Dzisiaj poczułem minimalne wycofanie ze swojej strony i chcę się mu przyjrzeć. Miało to związek z propozycją mojej dziewczyny, żeby pojechać do jej rodziny. Dotknęło mnie to, że czułem się przymuszony, zupełnie bezpodstawnie, do zaaprobowania jej propozycji, mimo, że czułem, że to nie dla mnie na teraz. Ciężko jest mi teraz zwalić na nią winę, bo ona zwyczajnie to zaproponowała, na dorosło.

OK, spróbuję. Wkurzyło mnie to, że pytasz mnie o takie rzeczy na takim wczesnym etapie związku. Jakbym już się decydować, czy chcę poznać twoją rodzinę. I co? Twoja mama i tak mnie nie polubi, będą na mnie patrzyć jak na dziwaka, pojadę z tobą na wieś, a sam będę się czuł jak wyrzutek i sierota. Jeszcze do tego pomyślą, że jestem dla ciebie za stary (wymiotować mi się chcę, od głupot, które wypisuję – to aż niewyobrażalne, że takie syfiaste reakcje mam w głowie. Zwyczajnie mam od tego nudności! Muszę zrobić przerwę i pooddychać).

(Pooddychał i napił się wody)

Jest mi lepiej, idźmy dalej, jaki jeszcze brud w sobie noszę… Jakbyś nie mogła z tym zaczekać! (Co za ze mnie pasywno-agresywny, zalękniony stwór w ogóle!). Wracamy z kosza, a ty do mnie z taką propozycją! Potem przez parę dni miałem rozkminę.

Twoje słabości i błędy: jesteś zalękniona, przestraszona, piszcząca, za cicha, mdła… rany, nie chcę tak o tobie mówić, to nieładnie. Ale rzeczywiście, to są tylko moje wartościowania/wrażenia, ledwo co mają coś ze mną wspólnego – i przyznaję, czasem przemknęły mi przez głowę. Trochę wciskam tu swoją refleksję, bo aż mi głupio (słabo se radzę, normalnie odczuwam to w pośladkach i jestem zdumiony).

Gdybym był naprawdę złośliwy, to bym się z ciebie śmiał kiedy jesteś nieśmiała. Albo bym wytykał, że nie umiesz postawić na swoim. Że jesteś taka nieporadna. Albo bym cię robił w balona, bo jesteś i naiwna.

(Podkreśla podwójną linią następujące niedociągnięcia: nieśmiała, nieasertywna, nieporadna, naiwna).

(Wznosi ręcę oraz wzrok ku górze. Uśmiecha się.)

Moje małe niedopatrzenie, hehe. No błąd popełniłem taki, że nie powiedziałem od razu, po prostu: “nie”. Od tego się zaczęła cała moja wewnętrzna dyskusja i emocjonalny świerzb.

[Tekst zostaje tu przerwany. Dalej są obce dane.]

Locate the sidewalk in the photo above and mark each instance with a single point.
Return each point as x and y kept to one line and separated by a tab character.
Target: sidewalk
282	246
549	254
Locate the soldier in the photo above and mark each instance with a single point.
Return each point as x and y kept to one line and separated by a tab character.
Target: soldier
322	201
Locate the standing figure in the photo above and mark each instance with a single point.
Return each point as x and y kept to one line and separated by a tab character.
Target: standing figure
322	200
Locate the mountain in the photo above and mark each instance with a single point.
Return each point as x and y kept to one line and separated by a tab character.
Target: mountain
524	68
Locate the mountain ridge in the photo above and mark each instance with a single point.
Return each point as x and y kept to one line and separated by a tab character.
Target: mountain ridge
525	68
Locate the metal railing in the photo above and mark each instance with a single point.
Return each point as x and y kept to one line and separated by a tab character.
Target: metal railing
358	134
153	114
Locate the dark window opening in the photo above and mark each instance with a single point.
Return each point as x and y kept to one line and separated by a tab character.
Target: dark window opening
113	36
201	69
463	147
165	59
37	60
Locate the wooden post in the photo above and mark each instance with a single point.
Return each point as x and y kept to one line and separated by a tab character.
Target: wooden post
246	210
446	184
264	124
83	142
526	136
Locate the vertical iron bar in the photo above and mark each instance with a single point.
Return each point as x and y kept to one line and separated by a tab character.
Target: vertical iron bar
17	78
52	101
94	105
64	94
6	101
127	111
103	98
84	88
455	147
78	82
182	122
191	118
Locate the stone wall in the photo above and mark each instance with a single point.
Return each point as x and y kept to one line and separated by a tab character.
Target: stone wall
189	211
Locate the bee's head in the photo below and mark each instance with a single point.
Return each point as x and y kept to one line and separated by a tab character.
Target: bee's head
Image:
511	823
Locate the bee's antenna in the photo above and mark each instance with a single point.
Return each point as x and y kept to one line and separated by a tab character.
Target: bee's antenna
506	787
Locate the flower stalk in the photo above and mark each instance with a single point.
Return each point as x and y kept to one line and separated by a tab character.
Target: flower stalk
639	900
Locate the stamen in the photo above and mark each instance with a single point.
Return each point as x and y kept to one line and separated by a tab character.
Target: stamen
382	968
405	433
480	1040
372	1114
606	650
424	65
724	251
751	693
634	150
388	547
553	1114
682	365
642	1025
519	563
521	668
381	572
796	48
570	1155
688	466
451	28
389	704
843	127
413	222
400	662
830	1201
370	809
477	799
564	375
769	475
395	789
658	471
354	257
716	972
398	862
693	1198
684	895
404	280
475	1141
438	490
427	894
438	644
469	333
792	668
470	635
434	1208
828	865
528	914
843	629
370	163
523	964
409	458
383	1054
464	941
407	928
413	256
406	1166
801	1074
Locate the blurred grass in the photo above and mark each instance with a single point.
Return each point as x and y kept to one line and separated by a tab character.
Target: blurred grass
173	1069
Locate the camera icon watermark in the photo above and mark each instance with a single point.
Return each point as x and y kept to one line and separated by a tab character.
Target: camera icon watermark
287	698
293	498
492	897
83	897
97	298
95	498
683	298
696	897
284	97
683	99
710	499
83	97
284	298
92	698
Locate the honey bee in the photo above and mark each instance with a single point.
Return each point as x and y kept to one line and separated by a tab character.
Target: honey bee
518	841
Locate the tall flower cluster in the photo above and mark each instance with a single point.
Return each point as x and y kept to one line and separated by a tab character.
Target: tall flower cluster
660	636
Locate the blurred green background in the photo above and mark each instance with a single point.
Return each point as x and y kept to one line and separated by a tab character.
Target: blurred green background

Naprawdę lubię to, że jesteś zdyscyplinowana, opiekuńcza, i bardzo oddana. Że wspierasz mnie na każdym kroku, a kiedy pytam cię o zdanie, to zastanawiasz się i rozważasz zanim coś powiesz i wielokrotnie otworzyłem dzięki temu oczy. Do tego lubię to, że się nie czepiasz. To chyba najbardziej sobie w tobie cenię, bo samemu uwielbiam się czepiać, nawet jeśli tego nie robię.

(Przymyka oczy i przypomina sobie na chwilę moment, w którym się poznali)

Nie pamiętam dokładnie tamtego dnia. Coś kojarzę. Było słonecznie, przywitaliśmy się serdecznie. Nie było to nic szczególnego. Później bardzo sobie ceniłem to, że nie była to jakieś zauroczenie od pierwszego wejrzenia, tylko sympatyczny rozwój wydarzeń, który nas zbliżył.

Czy bardzo tęsknię, kiedy jesteś wobec mnie w porządku? Tęsknię za tym, żebym to ja był wobec ciebie w porządku! Żebym zaufał ci i potrafił powiedzieć “nie”, wiedząc, że jesteś na tyle dojrzała, że to udźwigniesz. Chcę do tego dojrzeć! Udźwignąć dojrzałość.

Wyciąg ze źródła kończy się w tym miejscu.